Un escritor se dispone a escribir su nueva novela. La acción se sitúa en una casita emplazada en una zona muy tranquila de las cercanías de París, rodeada de naturaleza y sin más ruido que el cantar de los pájaros. Allí, un hombre le pregunta a una mujer sobre cómo fue su primer encuentro sexual. Nace entonces un largo diálogo sobre recuerdos de amor y sexo que el escritor irá desgranando en su máquina de escribir, aunque en ocasiones llegue a confundir su propia realidad con el relato que tiene entre manos.
El veterano cineasta alemán Wim Wenders, al que habrá que estar eternamente agradecidos por haber parido ese gran film llamado París, Texas, dirige Los hermosos días de Aranjuez, adaptación de la obra literaria Les beaux jours d’Aranjuez del austríaco Peter Handke. Una cinta que, contrariamente a lo que invita a pensar su título, ni está rodada en esa localidad del sur de Madrid ni la mencionada ciudad alcanza una importancia clave en la narración, sino que sirve, simplemente, como mera síntesis nominal de lo que acaece en esa amplia conversación que mantienen al aire libre ambos protagonistas.

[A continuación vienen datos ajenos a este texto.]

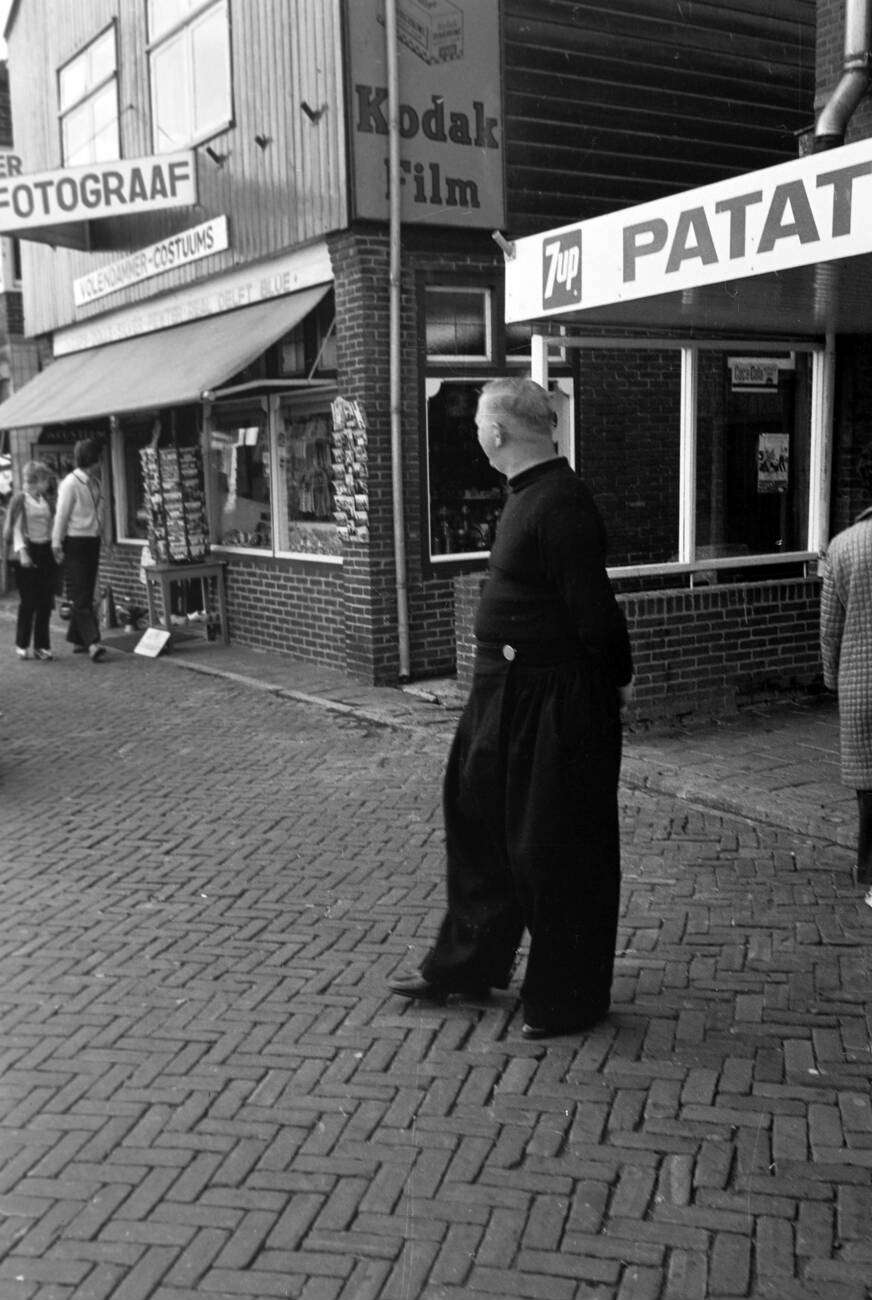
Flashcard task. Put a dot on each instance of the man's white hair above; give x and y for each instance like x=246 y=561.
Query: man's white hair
x=521 y=401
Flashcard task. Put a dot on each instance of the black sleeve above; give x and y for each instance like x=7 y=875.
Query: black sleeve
x=572 y=542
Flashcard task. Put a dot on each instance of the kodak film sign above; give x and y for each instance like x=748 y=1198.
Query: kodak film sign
x=812 y=209
x=118 y=189
x=448 y=115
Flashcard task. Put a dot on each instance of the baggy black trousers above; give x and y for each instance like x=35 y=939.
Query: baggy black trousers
x=35 y=584
x=532 y=837
x=81 y=567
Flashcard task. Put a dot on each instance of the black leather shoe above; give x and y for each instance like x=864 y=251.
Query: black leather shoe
x=555 y=1028
x=415 y=984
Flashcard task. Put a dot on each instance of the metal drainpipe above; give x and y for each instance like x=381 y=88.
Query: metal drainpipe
x=395 y=388
x=838 y=109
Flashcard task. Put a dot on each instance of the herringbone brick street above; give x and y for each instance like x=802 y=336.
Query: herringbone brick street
x=208 y=1092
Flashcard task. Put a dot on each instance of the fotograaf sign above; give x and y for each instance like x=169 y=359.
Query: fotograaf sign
x=450 y=111
x=118 y=189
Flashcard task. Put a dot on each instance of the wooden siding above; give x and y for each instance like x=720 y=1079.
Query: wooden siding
x=285 y=52
x=642 y=98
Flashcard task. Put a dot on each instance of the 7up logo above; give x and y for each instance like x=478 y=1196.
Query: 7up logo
x=562 y=271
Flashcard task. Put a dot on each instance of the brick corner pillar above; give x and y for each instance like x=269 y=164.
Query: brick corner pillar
x=360 y=261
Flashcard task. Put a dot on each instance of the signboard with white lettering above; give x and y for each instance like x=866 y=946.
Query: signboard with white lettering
x=797 y=213
x=450 y=111
x=120 y=189
x=177 y=250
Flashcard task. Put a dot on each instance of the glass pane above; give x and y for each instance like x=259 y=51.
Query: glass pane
x=73 y=81
x=76 y=129
x=164 y=14
x=465 y=493
x=103 y=57
x=753 y=445
x=239 y=454
x=306 y=468
x=211 y=72
x=455 y=323
x=169 y=81
x=629 y=443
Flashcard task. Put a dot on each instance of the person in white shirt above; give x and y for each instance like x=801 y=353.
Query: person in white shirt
x=30 y=527
x=76 y=541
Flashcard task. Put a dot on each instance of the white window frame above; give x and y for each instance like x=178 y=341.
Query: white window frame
x=306 y=402
x=92 y=87
x=820 y=440
x=183 y=30
x=486 y=294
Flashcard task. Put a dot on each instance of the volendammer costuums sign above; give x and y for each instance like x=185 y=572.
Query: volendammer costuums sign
x=450 y=111
x=117 y=189
x=174 y=251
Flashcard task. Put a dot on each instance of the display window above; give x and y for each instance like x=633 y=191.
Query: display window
x=270 y=466
x=459 y=324
x=753 y=446
x=706 y=458
x=304 y=505
x=239 y=459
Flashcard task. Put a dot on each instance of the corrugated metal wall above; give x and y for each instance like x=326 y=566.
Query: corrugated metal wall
x=619 y=102
x=285 y=53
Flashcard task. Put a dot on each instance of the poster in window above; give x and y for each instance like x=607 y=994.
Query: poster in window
x=772 y=462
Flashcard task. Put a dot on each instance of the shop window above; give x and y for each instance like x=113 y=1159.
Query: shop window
x=465 y=493
x=241 y=468
x=753 y=447
x=190 y=70
x=459 y=324
x=273 y=493
x=304 y=503
x=87 y=89
x=706 y=459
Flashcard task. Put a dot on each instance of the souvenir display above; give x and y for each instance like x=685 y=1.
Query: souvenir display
x=177 y=525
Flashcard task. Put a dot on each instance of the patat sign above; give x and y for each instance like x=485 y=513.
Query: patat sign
x=807 y=211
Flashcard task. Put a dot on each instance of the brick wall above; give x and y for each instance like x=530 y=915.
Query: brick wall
x=629 y=433
x=360 y=261
x=702 y=651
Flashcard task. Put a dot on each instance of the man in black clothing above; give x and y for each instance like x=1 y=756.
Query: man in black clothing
x=530 y=789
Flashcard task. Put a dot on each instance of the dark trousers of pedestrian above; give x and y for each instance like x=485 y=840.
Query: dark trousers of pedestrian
x=81 y=564
x=35 y=585
x=532 y=837
x=864 y=837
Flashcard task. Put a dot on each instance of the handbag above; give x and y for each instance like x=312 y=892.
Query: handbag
x=14 y=508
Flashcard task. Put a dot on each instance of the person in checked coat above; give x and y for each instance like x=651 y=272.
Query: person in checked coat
x=846 y=651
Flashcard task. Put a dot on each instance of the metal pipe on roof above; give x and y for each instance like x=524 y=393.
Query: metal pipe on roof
x=841 y=105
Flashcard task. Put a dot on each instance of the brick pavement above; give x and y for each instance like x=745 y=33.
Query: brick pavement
x=207 y=1092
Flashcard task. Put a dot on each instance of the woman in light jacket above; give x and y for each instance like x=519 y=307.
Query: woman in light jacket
x=29 y=524
x=846 y=651
x=76 y=541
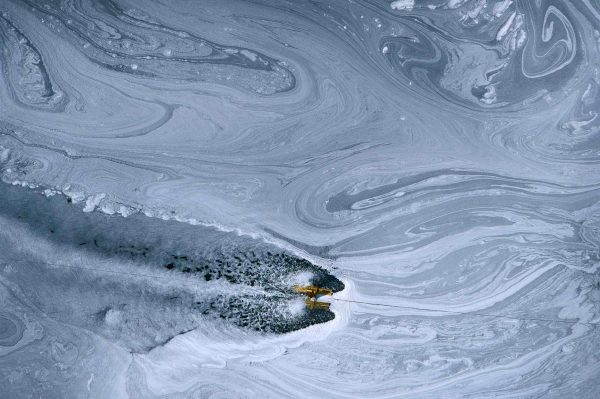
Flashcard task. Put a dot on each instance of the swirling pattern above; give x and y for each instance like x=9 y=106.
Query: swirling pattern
x=439 y=157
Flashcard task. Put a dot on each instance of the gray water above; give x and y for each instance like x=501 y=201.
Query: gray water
x=171 y=168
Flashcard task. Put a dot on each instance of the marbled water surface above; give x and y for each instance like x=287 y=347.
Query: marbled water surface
x=171 y=167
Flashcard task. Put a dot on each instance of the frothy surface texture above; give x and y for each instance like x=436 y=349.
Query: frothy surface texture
x=425 y=156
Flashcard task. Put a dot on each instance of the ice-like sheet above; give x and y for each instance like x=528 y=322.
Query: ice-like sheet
x=436 y=156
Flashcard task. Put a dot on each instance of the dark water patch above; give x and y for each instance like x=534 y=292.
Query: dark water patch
x=141 y=281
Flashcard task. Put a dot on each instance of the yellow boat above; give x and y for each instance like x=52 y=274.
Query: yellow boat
x=312 y=291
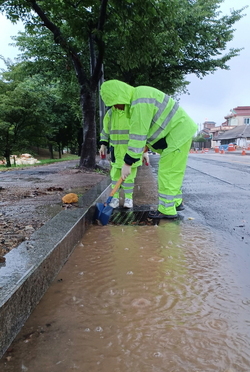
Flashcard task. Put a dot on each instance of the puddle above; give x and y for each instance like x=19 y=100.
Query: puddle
x=144 y=298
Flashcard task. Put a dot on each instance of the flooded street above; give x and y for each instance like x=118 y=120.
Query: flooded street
x=144 y=298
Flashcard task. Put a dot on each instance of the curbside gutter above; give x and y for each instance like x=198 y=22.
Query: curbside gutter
x=32 y=266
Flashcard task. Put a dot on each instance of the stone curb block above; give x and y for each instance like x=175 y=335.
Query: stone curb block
x=32 y=266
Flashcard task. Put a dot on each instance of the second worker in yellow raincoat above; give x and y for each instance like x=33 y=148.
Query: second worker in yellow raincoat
x=156 y=120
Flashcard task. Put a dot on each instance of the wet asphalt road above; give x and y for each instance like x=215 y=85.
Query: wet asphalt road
x=216 y=193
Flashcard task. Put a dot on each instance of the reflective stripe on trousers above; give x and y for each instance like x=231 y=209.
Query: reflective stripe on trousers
x=128 y=183
x=170 y=177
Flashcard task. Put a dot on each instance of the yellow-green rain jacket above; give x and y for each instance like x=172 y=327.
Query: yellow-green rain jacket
x=154 y=116
x=116 y=132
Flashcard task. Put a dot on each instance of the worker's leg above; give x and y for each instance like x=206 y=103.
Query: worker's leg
x=115 y=174
x=171 y=172
x=128 y=187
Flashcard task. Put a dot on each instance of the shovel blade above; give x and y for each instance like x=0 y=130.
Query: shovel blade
x=105 y=215
x=98 y=210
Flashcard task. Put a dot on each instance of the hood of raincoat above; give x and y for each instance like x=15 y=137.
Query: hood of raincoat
x=115 y=92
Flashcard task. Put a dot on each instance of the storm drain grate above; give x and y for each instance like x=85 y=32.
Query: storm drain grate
x=133 y=218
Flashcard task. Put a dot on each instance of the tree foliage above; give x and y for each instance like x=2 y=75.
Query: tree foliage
x=149 y=42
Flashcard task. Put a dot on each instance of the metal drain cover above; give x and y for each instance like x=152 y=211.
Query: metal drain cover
x=131 y=217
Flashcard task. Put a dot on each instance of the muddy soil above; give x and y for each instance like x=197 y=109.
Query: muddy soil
x=31 y=196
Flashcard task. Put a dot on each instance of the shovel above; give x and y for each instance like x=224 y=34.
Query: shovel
x=103 y=210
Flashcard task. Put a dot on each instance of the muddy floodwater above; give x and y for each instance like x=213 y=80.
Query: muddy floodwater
x=173 y=297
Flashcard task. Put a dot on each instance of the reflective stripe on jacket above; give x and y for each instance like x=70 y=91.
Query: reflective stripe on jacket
x=116 y=132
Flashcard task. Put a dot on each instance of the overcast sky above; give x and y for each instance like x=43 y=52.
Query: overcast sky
x=211 y=98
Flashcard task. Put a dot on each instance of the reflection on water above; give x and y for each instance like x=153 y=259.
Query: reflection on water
x=147 y=299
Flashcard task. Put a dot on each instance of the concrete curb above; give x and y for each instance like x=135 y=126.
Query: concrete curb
x=31 y=267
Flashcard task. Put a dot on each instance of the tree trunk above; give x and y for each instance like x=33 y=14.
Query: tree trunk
x=51 y=151
x=88 y=148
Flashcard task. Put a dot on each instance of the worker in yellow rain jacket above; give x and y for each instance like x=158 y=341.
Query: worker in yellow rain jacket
x=156 y=120
x=116 y=133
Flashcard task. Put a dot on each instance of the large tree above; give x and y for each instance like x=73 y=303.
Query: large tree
x=154 y=42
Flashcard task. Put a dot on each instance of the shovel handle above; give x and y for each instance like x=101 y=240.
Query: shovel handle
x=117 y=185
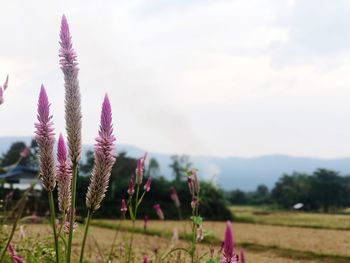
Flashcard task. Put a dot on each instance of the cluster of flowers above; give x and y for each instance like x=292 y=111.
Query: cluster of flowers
x=63 y=173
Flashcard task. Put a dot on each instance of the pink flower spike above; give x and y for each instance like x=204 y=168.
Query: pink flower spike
x=104 y=159
x=68 y=62
x=145 y=220
x=139 y=169
x=229 y=255
x=64 y=175
x=25 y=152
x=242 y=256
x=13 y=255
x=174 y=197
x=45 y=139
x=131 y=189
x=1 y=96
x=159 y=211
x=6 y=82
x=147 y=185
x=123 y=208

Y lo que sucede en ese diálogo es una eterna verborrea que nadie parece querer poner fin. Los hermosos días de Aranjuez se nutre de palabras que pueden considerarse bellas por sí solas pero que, repetidas de forma continua durante 97 minutos, provocan una sensación de que todo es remilgado hasta morir en un pozo de fresas y pétalos. Pasados los minutos, se incrementan las posibilidades de perder la pista sobre lo que los personajes comentan. Ante tal asalto de vocabulario, que a esa velocidad difícilmente resulta representable en la mente, uno no puede menos que resignarse a que su cognición quede perturbada. Queda el consuelo de que, por fortuna, nadie o casi nadie sería capaz de mantener una conversación similar en la vida real y el ciclón de léxico que no para de azuzar nuestros oídos cesará al aparecer los créditos finales.
En verdad, lo poco que se puede rescatar de Los hermosos días de Aranjuez (además del bonito sitio en el que está rodada) es una banda sonora en la que participa un Nick Cave que hace acto de presencia con algún tema de su propia cosecha. Los acordes de su música, aunque algunas veces quedan sepultados por las sempiternas y tortuosas voces de los protagonistas, son una cucharada de dulce miel para las orejas y el cerebro del espectador. Resulta obvio que nada de esto sirve para remontar la hecatombe cinematográfica pero al menos ayuda a digerir el film, como si se tratase de aquel breve sorbo de vino que un comensal ingiere para que le pase mejor el saturado banquete.
Habrá gente que le encuentre el punto a Los hermosos días de Aranjuez. Por ejemplo, aquellos fans de las narraciones poéticas cuyo sentido de la delectación consista en meterse en vena un cóctel de léxico a riesgo de perecer por sobredosis adjetival. Aun poniéndonos en este caso, sería preferible acceder al texto original de Peter Handke porque al fin y al cabo las imágenes no transmiten demasiado y, a la fuerza, tiene que ser mucho más cómodo valorar las palabras por escrito. Ojalá Wenders hubiera aplicado a la película la frase que el protagonista deja salir de sus labios en la recta final de la obra: «Un poco de acción está permitida». Parece como si el propio director hubiera tenido una revelación sobre el desastre al que se encaminaba su obra, bastante más cerca en ritmo y concepto de su antecesora, la decepcionante Todo saldrá bien, que de aquella maravilla aparecida en el ya lejano 1984.